Harper talked to the Gunnells’ 2-year-old daughter, said Ian’s wife, April.
“[She] kept saying, ‘It’s OK, it’s OK. I know you’re frightened,'” April Gunnell told WIAT.
Fitzgerald and Harper left in the Gunnells’ truck, and the family called police. Authorities saw the truck on Interstate 10 at about 12:35 a.m. Friday, and Escambia County sheriff’s deputies chased the truck into neighboring Santa Rosa County, Morgan said.
Fitzgerald and Harper left the truck and tried to enter a home; Escambia County deputies shot and killed Fitzgerald outside and arrested Harper, Morgan said.
Morgan said his deputies “returned fire.” State Attorney Bill Eddins, in a news conference Friday, declined to say whether Fitzgerald fired or pointed a weapon, but said a preliminary examination of the evidence indicated the shooting was justified.
The Florida Department of Law Enforcement will investigate the shooting, as is standard procedure, Eddins said.
Harper was being treated Friday at a hospital with unspecified injuries. Eddins said police were in the process of arresting her on preliminary charges of home invasion robbery, false imprisonment and grand theft auto.
Hotel kidnapping, vehicle thefts
Authorities say one of the spree’s earliest incidents happened on the morning of January 31 in Tuscaloosa, Alabama.
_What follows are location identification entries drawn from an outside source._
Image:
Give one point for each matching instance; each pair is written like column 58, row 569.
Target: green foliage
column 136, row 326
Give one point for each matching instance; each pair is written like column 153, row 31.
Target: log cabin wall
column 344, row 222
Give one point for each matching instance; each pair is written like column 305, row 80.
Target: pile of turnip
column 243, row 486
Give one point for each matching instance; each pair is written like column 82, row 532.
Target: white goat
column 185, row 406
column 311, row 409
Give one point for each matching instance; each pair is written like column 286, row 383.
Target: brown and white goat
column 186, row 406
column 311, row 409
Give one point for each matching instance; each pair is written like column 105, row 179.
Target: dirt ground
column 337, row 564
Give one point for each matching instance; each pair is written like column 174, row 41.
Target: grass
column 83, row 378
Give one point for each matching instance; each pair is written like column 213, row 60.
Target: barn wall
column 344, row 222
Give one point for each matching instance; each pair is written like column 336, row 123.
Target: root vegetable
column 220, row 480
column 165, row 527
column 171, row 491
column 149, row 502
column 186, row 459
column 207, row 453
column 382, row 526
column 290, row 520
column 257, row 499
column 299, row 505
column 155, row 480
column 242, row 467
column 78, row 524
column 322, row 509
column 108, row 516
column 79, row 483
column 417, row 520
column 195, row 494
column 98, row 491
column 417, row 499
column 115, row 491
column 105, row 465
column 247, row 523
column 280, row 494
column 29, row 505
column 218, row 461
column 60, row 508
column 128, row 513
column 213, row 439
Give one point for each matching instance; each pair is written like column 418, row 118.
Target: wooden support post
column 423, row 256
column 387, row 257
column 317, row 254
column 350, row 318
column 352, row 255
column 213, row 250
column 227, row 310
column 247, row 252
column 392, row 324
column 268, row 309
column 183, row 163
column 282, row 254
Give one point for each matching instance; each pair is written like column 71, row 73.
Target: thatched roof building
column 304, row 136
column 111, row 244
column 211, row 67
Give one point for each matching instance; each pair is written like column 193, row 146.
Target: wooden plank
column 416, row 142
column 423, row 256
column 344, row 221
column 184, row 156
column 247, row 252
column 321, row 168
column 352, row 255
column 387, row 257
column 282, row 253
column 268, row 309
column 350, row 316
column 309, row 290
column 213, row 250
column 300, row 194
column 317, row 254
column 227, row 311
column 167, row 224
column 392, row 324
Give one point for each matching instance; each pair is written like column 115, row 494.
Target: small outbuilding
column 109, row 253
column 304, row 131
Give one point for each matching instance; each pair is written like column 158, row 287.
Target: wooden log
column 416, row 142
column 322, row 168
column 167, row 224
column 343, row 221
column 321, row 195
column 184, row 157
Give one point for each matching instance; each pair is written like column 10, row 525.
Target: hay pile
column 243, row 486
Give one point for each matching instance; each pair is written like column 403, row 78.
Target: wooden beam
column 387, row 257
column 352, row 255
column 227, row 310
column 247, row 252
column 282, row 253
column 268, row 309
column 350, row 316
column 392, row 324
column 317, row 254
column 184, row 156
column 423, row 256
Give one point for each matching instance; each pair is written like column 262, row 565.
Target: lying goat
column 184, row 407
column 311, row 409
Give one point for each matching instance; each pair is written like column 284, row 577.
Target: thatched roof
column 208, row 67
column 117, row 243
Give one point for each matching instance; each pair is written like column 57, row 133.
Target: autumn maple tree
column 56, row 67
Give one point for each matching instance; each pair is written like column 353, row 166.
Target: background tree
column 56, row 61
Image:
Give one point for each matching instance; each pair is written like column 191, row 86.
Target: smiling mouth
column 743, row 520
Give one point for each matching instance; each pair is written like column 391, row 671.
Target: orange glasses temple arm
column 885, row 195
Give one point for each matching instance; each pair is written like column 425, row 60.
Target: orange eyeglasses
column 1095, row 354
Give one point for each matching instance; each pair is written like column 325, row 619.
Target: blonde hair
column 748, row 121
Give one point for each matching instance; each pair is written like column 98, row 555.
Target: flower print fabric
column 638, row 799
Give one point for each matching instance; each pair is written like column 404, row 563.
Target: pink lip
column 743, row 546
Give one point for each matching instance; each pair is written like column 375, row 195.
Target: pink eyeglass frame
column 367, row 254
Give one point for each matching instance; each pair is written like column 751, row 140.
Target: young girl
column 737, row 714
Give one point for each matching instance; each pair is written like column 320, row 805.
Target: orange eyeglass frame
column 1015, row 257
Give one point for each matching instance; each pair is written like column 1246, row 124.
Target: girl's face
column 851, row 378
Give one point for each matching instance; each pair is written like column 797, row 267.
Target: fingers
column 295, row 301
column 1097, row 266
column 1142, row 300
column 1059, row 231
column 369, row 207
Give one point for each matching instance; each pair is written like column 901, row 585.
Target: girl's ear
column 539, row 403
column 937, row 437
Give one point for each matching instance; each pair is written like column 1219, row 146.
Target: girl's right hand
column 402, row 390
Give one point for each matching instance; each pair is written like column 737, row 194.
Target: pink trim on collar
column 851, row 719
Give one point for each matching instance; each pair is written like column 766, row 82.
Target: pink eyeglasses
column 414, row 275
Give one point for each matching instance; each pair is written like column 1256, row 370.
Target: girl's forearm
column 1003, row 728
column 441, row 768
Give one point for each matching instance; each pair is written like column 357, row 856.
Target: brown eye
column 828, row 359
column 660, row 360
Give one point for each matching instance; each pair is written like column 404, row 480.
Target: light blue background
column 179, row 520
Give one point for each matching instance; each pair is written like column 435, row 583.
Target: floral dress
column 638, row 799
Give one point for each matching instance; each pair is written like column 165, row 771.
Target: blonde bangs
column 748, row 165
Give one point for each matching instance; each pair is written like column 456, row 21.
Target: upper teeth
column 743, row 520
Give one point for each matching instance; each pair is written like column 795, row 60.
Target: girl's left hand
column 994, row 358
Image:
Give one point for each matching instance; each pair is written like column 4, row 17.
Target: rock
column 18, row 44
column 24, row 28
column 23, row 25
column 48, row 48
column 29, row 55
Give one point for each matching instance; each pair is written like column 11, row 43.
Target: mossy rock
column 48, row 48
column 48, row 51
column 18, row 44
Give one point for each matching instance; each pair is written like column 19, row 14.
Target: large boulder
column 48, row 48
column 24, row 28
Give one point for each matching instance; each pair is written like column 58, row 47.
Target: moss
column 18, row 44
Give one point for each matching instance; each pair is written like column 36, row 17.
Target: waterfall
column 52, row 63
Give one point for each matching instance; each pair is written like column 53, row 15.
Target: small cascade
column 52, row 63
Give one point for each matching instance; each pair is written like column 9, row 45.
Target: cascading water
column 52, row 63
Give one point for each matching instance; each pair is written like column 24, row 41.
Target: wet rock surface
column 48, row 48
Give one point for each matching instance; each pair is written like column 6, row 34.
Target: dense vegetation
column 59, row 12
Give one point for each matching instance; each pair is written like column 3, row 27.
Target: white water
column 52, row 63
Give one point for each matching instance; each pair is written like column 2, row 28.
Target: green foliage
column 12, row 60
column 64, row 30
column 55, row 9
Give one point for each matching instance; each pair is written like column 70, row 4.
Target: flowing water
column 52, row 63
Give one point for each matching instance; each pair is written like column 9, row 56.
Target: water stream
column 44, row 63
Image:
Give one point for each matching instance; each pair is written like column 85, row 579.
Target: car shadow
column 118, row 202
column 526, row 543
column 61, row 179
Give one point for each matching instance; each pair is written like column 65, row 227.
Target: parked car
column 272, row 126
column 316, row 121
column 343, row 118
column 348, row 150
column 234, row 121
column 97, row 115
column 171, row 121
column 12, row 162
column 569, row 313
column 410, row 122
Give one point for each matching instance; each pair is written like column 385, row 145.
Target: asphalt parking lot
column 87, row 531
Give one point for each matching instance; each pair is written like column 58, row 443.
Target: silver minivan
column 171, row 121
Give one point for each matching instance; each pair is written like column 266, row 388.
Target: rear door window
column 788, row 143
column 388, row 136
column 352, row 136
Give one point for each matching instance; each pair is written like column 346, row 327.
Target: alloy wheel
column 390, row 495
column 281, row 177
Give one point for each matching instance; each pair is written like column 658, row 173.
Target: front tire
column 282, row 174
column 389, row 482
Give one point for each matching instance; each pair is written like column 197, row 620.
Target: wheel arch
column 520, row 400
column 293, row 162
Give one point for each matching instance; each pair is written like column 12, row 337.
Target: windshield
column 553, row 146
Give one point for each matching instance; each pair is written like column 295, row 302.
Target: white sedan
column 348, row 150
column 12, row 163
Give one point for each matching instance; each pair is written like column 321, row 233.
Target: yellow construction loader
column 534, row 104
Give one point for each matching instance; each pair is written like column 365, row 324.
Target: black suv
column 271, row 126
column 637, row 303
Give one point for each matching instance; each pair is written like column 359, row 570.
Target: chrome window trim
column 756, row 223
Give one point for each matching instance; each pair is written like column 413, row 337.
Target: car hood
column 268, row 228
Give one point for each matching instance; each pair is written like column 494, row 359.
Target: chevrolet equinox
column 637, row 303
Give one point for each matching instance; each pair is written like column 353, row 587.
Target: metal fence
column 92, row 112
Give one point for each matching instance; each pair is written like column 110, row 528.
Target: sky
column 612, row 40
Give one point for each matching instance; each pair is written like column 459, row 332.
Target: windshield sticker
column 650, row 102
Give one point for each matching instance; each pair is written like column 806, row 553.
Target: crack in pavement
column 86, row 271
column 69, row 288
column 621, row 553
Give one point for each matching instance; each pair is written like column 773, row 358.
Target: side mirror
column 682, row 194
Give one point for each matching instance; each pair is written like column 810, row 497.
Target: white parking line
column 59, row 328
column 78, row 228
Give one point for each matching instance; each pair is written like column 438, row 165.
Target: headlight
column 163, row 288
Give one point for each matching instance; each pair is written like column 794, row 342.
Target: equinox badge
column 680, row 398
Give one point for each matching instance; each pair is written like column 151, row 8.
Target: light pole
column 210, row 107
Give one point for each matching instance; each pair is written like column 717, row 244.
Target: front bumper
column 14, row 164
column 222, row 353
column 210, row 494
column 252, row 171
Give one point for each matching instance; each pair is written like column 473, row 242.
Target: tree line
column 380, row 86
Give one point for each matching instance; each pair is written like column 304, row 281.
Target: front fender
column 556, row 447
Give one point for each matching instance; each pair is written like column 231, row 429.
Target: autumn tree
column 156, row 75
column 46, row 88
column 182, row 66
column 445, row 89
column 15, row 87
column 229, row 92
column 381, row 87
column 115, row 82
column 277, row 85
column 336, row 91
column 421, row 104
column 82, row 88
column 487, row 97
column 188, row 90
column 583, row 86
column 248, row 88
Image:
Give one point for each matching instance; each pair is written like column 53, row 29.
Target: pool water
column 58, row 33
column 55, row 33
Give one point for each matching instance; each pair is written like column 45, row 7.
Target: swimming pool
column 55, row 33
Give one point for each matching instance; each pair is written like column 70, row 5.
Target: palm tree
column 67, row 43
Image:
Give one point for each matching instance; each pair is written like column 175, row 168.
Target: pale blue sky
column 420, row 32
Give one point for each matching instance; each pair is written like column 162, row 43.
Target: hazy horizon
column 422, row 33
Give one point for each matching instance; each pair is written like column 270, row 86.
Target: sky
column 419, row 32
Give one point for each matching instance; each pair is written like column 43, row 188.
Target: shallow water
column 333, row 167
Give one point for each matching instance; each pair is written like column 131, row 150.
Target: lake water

Fitzgerald and Harper entered a Microtell Inn, where they told a clerk they were stranded and asked to get coffee and use a computer, said the Mircrotel’s manager, Rikesh Patel.
The pair eventually robbed the clerk at gunpoint, and then forced him into his own vehicle, which they stole and drove to Hoover, Alabama, police said.
In Hoover that morning, with the clerk still with them, Fitzgerald allegedly pointed a gun at a woman in the parking lot of a McDonald’s restaurant and demanded the keys to her vehicle, Hoover police Capt. Gregg Rector said. But the woman refused and got the attention of someone else, so Fitzgerald and Harper drove away again in the clerk’s vehicle, with the clerk still inside, Rector said.
They eventually dropped the clerk off in a neighborhood in Vestavia Hills, Alabama, about 60 miles from Tuscaloosa, said Vestavia Hills police Lt. Kevin York.
Then, York said, Fitzgerald parked the vehicle and walked to a home, where he put a gun to a man’s head and forced the man’s wife into the couple’s Ford Edge. Fitzgerald drove the Edge with the woman inside, and picked up Harper, York said.
Fitzgerald and Harper dropped the woman off in her bathrobe behind a medical center unharmed, York said.
“Thankfully, no innocent member of the public has been physically harmed by this modern-day Bonnie and Clyde,” said U.S. Marshal Martin Keely in a press release Thursday.